If you are trying to obtain a non-QM loan, it means you have some type of factor that disqualifies you for a QM loan. Whether it is the fact that you have a debt-ratio higher than 43%; your income is not consistent so cannot be verified; or the lender needs to charge you more than 3% of your mortgage amount in fees, you are not qualified for a standard loan type. This means you will have to shop around with a variety of lenders as each one is willing to take on different risks. You can do this in several ways:
- Call around to various lenders explaining your situation, such as you are self-employed and do not have adequate income reporting on your tax returns or you have a debt-ratio exceeding 43%. Each lender can tell you if your situation is one they would entertain before you apply.
- Apply with several lenders within a short period of time and see who provides you with not only an approval, but also the best terms. If you apply for a mortgage with several lenders within a few weeks your credit score will not be hit for each inquiry – it gets hit only once.
Every lender operates differently – some keep the loans on their own books, so they have to determine what type of risk they can take. This depends on the portfolio already in existence and how you make it better or worse. Other lenders sell their loans to investors, which will have the final say in what they will or will not purchase. This is why there is not a set minimum credit score for non-QM loans – every lender will differ and they may even make stipulations up as they go depending on the circumstances each loan provides them with upon application.

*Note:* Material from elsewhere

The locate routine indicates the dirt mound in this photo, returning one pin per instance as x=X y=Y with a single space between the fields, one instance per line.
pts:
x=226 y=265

How Non-QM Lenders Make up for Lower Credit Scores
If the reason you cannot obtain a QM loan is because your credit score is “low”, you will have to make up for the risk in fees. This is how lenders back themselves up, so to speak. They charge you more for the loan up front. This way, in the event that you default on your loan, they still made more money up front than they would have if you were a QM borrower. Of course, this does not mean they are going to lend to just anyone because they know they can charge more than the standard 3% in fees – they still have to make sure your risk is one they can handle as they want to do whatever they can to ensure that their borrowers do not default.
Ability to Repay
The Ability-to-Repay Rule is the easiest ways for lenders to determine if your loan is worth taking on despite the fact that it will not be considered qualified. Because it is non-qualified, it leaves the lender open to the risk of borrowers suing them if they are unable to afford the loan down the road. The Ability-to-Repay Rule, however, backs the lender up slightly. This rule ensures that every borrower shows ample evidence that he can afford the loan including its higher interest rate and/or fees. The Ability-to-Repay Rule looks at the following:
- Credit history
- Debt-to-income ratio
What this means is that the lender did its due diligence determining whether or not you can afford the loan. For example, if they take your loan despite the fact that your self-employment started just one year ago, they have to prove that you can show the income, reserves, responsible credit history, and manageable debt ratio. Typically a compensating factor for self-employed borrowers is adequate reserves as this offsets the fact that your income is not quite regular or looks to be that way based on your latest tax returns.
The Ability to Repay Rule is a way to keep lenders accountable for the loans they are providing borrowers without getting greedy. If a lender cannot prove beyond a reasonable doubt that a borrower can make his mortgage payments with or without self-employed income, for example, then he is not considered a good risk, even for non-QM loans.
Overall, lenders look at your entire loan profile, not just your credit score. This should be encouraging for borrowers that have a slightly lower credit score, yet have compensating factors. Even if Fannie Mae’s Desktop Underwriting program turns you away, it does not leave you without the ability to get a loan. Finding lenders that offer non-QM loans is not as difficult as it once was a few years past; more and more lenders offer them, it just depends on the level of risk they are willing to take. Remember, every lender needs to balance out their portfolio by diversifying their risk. They will only take a certain number of loans with a high debt-ratio; a certain number with low credit scores; and a certain number of self-employed borrowers, just as an example. If one lender turns you down it is not because your loan profile makes you unqualified; it could just mean that you are unqualified for the type of loan they are trying to fit into their portfolio.